Before Four, Declutter More.

When I found out I was pregnant with my fourth child, I did what any mother would. I immediately googled what it would be like to have four kids.  And most of the articles discussed how to handle chaos. Anyone who has 3+ kids knows that it’s always chaotic. So I took to asking moms in the homeschool community. 

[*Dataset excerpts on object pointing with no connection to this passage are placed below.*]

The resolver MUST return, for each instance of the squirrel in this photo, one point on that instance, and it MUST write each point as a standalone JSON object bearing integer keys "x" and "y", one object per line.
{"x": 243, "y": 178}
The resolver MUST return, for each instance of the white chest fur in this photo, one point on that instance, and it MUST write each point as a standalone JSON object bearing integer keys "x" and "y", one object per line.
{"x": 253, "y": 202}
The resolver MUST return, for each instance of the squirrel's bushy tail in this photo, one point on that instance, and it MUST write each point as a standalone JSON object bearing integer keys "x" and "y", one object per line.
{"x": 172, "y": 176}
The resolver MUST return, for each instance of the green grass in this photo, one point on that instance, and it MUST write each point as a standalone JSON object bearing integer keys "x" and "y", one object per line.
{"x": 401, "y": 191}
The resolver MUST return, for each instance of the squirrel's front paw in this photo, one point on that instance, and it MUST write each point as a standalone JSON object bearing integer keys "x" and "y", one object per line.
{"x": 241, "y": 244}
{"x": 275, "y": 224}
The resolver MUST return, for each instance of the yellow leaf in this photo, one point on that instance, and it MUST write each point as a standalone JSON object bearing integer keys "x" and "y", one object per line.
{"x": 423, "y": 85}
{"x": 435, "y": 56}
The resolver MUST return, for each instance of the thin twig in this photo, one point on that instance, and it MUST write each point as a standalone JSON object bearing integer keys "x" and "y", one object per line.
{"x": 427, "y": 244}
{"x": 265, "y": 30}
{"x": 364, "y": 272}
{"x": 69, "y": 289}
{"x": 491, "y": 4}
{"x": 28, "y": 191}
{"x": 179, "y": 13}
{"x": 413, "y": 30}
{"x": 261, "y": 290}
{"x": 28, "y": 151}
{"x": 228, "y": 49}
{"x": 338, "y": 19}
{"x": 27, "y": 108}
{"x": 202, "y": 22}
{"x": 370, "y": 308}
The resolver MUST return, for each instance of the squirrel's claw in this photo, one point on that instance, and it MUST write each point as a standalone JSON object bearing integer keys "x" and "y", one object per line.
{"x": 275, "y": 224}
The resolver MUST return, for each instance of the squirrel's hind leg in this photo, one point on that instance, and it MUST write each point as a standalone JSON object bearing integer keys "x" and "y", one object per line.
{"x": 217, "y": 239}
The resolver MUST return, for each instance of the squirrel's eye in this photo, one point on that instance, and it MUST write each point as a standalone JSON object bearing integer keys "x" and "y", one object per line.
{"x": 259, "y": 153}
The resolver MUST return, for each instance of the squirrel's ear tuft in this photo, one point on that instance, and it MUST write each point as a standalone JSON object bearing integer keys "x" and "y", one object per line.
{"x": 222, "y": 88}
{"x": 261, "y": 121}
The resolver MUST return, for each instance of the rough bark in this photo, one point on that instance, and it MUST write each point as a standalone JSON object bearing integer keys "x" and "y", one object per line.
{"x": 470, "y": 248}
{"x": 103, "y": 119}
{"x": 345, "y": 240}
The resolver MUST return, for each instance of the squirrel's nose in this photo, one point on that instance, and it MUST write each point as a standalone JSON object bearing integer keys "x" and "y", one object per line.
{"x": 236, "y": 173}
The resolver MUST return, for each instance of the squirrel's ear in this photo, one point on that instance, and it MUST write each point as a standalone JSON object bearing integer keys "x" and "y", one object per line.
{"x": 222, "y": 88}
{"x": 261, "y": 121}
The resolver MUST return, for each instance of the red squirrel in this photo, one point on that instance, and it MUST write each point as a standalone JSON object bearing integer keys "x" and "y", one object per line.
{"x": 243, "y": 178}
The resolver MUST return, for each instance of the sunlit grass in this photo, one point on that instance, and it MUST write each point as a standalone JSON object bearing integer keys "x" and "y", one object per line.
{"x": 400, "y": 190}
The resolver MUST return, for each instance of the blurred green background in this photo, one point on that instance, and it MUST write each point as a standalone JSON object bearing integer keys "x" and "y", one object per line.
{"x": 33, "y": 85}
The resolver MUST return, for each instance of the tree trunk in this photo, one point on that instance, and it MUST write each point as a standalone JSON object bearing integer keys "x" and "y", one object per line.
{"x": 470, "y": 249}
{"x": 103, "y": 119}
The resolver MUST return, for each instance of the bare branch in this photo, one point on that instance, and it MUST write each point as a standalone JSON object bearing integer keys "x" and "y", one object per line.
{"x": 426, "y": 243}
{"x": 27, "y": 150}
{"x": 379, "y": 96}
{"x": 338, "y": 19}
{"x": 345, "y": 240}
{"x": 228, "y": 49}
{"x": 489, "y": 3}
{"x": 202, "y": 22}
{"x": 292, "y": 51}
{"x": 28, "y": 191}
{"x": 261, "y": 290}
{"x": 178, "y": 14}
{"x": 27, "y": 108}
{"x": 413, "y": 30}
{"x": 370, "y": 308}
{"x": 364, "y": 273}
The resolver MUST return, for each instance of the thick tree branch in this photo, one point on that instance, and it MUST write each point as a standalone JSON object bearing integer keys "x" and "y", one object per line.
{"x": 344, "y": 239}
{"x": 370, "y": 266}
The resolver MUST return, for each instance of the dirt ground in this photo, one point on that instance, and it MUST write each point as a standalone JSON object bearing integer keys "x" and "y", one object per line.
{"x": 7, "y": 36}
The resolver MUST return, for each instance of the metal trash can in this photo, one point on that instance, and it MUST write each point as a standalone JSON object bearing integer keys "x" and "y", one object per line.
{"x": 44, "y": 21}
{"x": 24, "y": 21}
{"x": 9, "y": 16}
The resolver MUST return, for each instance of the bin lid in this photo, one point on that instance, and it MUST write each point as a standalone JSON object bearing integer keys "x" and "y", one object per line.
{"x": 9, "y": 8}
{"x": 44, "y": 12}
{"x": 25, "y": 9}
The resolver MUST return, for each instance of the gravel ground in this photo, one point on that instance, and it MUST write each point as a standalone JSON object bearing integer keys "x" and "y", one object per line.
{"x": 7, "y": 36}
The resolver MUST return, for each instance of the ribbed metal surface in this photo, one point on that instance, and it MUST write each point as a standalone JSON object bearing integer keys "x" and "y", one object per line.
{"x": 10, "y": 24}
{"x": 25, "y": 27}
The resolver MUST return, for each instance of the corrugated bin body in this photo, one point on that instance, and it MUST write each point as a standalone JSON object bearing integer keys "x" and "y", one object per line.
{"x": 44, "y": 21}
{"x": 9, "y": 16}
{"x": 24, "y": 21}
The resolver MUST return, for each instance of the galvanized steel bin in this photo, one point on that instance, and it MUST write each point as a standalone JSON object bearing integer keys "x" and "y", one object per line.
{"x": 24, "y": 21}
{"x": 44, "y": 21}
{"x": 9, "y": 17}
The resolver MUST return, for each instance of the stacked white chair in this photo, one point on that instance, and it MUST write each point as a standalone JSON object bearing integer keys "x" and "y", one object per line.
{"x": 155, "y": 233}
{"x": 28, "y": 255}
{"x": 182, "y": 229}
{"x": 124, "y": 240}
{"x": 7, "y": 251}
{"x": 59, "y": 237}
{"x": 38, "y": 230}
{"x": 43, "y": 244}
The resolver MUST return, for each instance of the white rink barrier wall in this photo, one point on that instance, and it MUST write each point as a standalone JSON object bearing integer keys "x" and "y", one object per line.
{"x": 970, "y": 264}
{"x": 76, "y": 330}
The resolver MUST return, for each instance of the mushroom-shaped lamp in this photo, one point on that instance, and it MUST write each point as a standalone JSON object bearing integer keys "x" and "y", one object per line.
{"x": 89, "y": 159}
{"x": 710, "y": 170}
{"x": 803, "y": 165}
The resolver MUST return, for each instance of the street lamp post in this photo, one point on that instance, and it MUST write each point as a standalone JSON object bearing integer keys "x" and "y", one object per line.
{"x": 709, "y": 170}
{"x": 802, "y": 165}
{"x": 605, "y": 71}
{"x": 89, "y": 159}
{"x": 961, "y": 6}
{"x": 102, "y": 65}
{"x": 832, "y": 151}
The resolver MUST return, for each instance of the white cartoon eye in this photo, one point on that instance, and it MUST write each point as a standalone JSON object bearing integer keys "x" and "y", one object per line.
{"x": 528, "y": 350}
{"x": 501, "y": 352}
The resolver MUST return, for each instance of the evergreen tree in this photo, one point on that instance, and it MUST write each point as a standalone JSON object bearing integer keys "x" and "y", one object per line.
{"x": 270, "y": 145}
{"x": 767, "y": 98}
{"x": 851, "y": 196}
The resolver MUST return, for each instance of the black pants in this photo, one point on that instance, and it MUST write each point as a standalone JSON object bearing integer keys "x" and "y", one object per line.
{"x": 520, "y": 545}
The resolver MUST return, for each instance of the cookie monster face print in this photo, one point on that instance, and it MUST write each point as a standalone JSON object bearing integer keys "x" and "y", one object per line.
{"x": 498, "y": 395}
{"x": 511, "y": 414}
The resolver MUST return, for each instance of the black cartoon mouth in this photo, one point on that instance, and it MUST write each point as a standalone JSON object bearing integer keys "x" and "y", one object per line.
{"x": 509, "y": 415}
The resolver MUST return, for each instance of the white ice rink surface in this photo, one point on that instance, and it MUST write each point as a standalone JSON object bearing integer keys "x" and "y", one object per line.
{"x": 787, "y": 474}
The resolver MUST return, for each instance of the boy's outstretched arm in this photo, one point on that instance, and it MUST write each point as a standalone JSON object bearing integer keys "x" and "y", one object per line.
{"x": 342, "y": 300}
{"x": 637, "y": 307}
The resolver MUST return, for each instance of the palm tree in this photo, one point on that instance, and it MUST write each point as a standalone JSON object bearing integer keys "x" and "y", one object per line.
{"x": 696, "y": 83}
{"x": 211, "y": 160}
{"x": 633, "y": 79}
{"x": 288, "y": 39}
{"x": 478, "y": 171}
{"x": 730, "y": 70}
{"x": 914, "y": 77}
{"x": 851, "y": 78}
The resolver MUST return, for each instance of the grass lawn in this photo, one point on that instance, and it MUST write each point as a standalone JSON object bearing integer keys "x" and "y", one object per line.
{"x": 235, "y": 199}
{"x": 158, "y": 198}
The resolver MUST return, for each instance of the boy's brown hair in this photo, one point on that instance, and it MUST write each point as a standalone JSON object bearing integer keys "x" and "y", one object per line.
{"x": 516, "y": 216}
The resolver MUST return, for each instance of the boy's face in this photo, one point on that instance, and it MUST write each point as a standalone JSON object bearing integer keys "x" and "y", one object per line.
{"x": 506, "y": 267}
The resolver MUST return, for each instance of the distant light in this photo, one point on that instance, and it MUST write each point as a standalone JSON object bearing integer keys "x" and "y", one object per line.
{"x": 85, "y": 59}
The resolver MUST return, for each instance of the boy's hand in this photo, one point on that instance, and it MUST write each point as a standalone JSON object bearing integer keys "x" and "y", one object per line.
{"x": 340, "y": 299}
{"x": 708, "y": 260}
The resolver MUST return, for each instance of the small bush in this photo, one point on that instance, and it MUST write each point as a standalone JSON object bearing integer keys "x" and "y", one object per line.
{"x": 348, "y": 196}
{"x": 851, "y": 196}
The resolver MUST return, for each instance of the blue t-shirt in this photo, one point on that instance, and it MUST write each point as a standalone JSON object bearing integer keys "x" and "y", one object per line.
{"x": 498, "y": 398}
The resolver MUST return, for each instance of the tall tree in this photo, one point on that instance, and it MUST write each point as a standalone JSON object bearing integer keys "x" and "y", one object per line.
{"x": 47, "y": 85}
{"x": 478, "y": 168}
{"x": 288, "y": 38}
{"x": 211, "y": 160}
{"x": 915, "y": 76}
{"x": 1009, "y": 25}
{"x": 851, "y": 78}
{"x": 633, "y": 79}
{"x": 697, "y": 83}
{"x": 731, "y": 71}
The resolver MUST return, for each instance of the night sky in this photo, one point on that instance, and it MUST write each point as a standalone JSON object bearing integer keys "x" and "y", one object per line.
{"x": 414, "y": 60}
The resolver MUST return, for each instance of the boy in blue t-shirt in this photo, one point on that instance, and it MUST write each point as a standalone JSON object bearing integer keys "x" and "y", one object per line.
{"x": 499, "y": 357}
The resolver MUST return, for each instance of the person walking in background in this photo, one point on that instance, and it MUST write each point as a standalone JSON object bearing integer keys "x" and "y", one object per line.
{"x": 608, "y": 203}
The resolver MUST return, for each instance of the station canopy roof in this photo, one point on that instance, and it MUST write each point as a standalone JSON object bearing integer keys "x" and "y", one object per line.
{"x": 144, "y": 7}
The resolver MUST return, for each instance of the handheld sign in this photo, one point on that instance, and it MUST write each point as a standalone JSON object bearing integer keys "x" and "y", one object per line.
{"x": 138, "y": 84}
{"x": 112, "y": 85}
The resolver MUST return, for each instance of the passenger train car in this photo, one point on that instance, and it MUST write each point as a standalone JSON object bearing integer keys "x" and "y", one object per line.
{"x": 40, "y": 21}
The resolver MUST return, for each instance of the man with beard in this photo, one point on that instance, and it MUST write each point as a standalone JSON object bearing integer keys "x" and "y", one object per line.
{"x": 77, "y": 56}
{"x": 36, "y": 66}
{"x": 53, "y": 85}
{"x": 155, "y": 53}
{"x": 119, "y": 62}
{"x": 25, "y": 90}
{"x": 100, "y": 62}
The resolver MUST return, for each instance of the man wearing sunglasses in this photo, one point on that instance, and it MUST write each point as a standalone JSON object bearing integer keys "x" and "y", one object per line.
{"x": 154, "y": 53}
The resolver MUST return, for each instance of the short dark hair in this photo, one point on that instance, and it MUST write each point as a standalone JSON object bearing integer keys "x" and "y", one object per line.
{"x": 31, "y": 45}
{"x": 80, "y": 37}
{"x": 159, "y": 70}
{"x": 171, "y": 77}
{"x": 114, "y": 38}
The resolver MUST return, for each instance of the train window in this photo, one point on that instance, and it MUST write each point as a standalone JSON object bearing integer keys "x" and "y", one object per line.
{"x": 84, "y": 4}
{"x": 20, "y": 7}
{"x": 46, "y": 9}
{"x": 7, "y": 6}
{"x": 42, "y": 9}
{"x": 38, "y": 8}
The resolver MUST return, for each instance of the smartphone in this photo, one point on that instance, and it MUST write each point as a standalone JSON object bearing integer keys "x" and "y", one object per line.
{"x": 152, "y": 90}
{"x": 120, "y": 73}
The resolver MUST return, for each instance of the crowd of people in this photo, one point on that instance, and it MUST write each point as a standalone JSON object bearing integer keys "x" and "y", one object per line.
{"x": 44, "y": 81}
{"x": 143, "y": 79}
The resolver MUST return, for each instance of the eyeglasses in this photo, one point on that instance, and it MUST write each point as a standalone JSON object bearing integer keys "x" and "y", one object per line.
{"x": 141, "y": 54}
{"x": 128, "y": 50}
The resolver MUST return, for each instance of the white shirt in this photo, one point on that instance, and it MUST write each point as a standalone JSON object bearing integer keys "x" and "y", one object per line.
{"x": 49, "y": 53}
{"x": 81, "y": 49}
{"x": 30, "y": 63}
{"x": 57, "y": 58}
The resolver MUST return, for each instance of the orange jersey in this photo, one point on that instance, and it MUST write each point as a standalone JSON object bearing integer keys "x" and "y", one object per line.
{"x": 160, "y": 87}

What was it like having four kids? How do you handle it? How can I prepare?
And it seemed like the general consensus was that it carried a huge mental load, and that if you have too much stuff in your home, it’s always going to feel hectic. Basically you need to get rid of everything. 
And not the-kids-can-amass-so-much-stuff everything, but as a family who is growing, junk will not help you to survive having a large family unless you get rid of it all. 
Now I know what you’re thinking. “I could have told you that.” And yes. But then no. 
 When I became pregnant, I assumed that I would prepare when the nesting bug would hit me at the end of pregnancy and everything would be neat and organized. This thought lasted for 5 minutes as I walked around my house realizing that unless my nesting was the entire Avenger team rolled into one, I was already setting myself up for failure. 
 I’m not a collector of junk, but when I say every room had stuff in it, I realized that in the state my house was in, it was going to be hard to take care of the baby and maintain any semblance of sanity. Enter the thoughts of “oh man, what the heck were we thinking” and “my god we are gonna need a bigger boat.” I was stressed. I mean I couldn’t sleep and couldn’t think. My house hadn’t fully been cleaned in over a year. 
 Yes, a room here, and there along with the bathroom and kitchen, but outside of that stuff had a way of migrating from one place to another. So, I adopted a pregnant version of Marie Kondo’s method and my husband and I got work on decluttering our house. Now did I see if things sparked joy, or any of that, no. I just got rid of stuff but it seemed to be at the same pace so we’ll appear to be fancy and say it was her method. I would love to say that the magic of getting happier happened when we started to declutter, but every weekend I felt and became more and more overwhelmed. More stressed, and more annoyed. We didn’t have a lot of stuff but we still had too much. The biggest stressor was it just felt like we weren’t moving fast enough. If we didn’t finish a room, it would sit until the following weekend, reminding me that 10 months of being pregnant seems like a long time, until it’s not. 
 It literally felt like a John Wayne western in my house, as I would stare down rooms and junk waiting for the help of my husband to move it. I should probably take this time to mention that I had a few health issues, so going at anything alone was unwise.
Anywho, the last 4-5 months of this pregnancy was hard. If we didn’t complete a task the way I hoped, I immediately felt like a failure. And the weight of that became heavy and consumed my days. I suddenly disliked my home. My family saw the shift in my usually optimistic state turn into constant quiet and sadness. 
I could literally go on and on about this, but I will say what everyone says when you are working on something; trust the process. 
Because aside from homeschooling stuff, we managed to declutter fifty percent of our house! And immediately after removing so much stuff, and deep cleaning every room the weight and stress gradually started to lift. Like what?! 
The best part about this is that while I was decluttering, I never realized that I was also decluttering my brain. I was getting rid of so much mental junk that I didn’t know was there. The heavy mental load I was feeling as a mother was cluttered. I was attached to clutter and I didn’t even realize it. Things were affecting my day to day in a way that it made everything else in life difficult. 
As women and mothers, we carry a lot. I mean, the only reason most of us have planners is because it has to go somewhere, you know?  We literally are the beacons of our families’ life. And when we remove what seems like a miniscule obstacle it feels like someone has given us an ice cold lemonade on a hot day. 

Now when I talk to mothers with 4+ kids, I get it. I completely understand what they mean when they say you have to get rid of everything, because you do. 
Que music from Britany Spears “Work b*&%h”
“You want to keep  your sanity. feel like you’re in control. not lose your mind. You betta declutter b*&%h! You want to have a baby. Not feel societal weight. Have your days flow. you betta declutter b*%$h!”